The modulus ω obtained via weak regularity is correspondingly coarse. Intuitively, to force δ_▫(W, U) < ε from finitely many subgraph statistics, one must first approximate both W and U by step graphons of complexity r(ε) and then identify (up to relabeling) their step parameters from a finite list of induced densities. Even with Frieze–Kannan weak regularity, one has r(ε) = 2^O(ε⁻²), and any reconstruction argument that is uniform over all step graphons with r parts leads to rapidly growing k(ε) and correspondingly tiny thresholds η(ε). This reflects a genuine limitation rather than a technical artifact: without restricting to a smaller model class (e.g. step graphons with a fixed number of parts, Lipschitz graphons, or other parametrically controlled families), low-order statistics can remain stable under substantial cut perturbations, and conversely small changes in cut metric may require inspecting very high-order induced laws to certify.

From the programmatic viewpoint, these examples say that bounded-k approximate equivalence is a meaningful but deliberately local notion: it certifies agreement of all experiments that inspect at most k sampled vertices, but it cannot preclude global rearrangements visible only at larger sample sizes. The aggregated distance d_prog remedies this by weighting all k, but its converse control of δ_▫ necessarily inherits the poor quantitative behavior of regularity-type arguments in the absence of additional hypotheses.

8. Applications and outlook: robust compiler transformations; approximate equivalence checking; extension paths (hypergraphs/arrays; sparse interfaces; enriched observation beyond TV).

We briefly indicate how the distances d_k and d_prog can be used as correctness/robustness criteria for probabilistic transformations, and we record several natural extension directions.
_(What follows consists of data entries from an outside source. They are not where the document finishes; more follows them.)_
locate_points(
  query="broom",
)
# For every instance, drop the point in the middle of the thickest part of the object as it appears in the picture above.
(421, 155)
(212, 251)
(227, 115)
A common situation in probabilistic compilation and approximate inference is that a source-to-source rewrite replaces a subprogram by an approximation whose denotation is close in total variation. The TV metric on FinStoch is designed precisely so that such local errors do not amplify under surrounding program structure: by Lemma~1, stochastic postcomposition is 1-Lipschitz, and deterministic wiring is nonexpansive as well. Concretely, if q, q^′ : m → n are two subterms with
d_TV(Ψ⟦q⟧, Ψ⟦q^′⟧) ≤ ε,
then for any context C[−] built from composition, products/coproducts, and the distributive Markov structure of 𝒰_ℕ, we have
d_TV(Ψ⟦C[q]⟧, Ψ⟦C[q^′]⟧) ≤ ε.
When C[−] is moreover in the sense that C[q] uses at most k occurrences of , we obtain a uniform bound on the effect of the rewrite on all k-vertex experiments. In practice, this permits a modular proof methodology: we certify local approximations in TV, and the global observational deviation for all bounded tests follows for free. This is particularly useful for transformations that change sampling order, eliminate latent variables, or replace an expensive conditional distribution by a cheaper surrogate, since the denotational error bound is stable under further optimization passes.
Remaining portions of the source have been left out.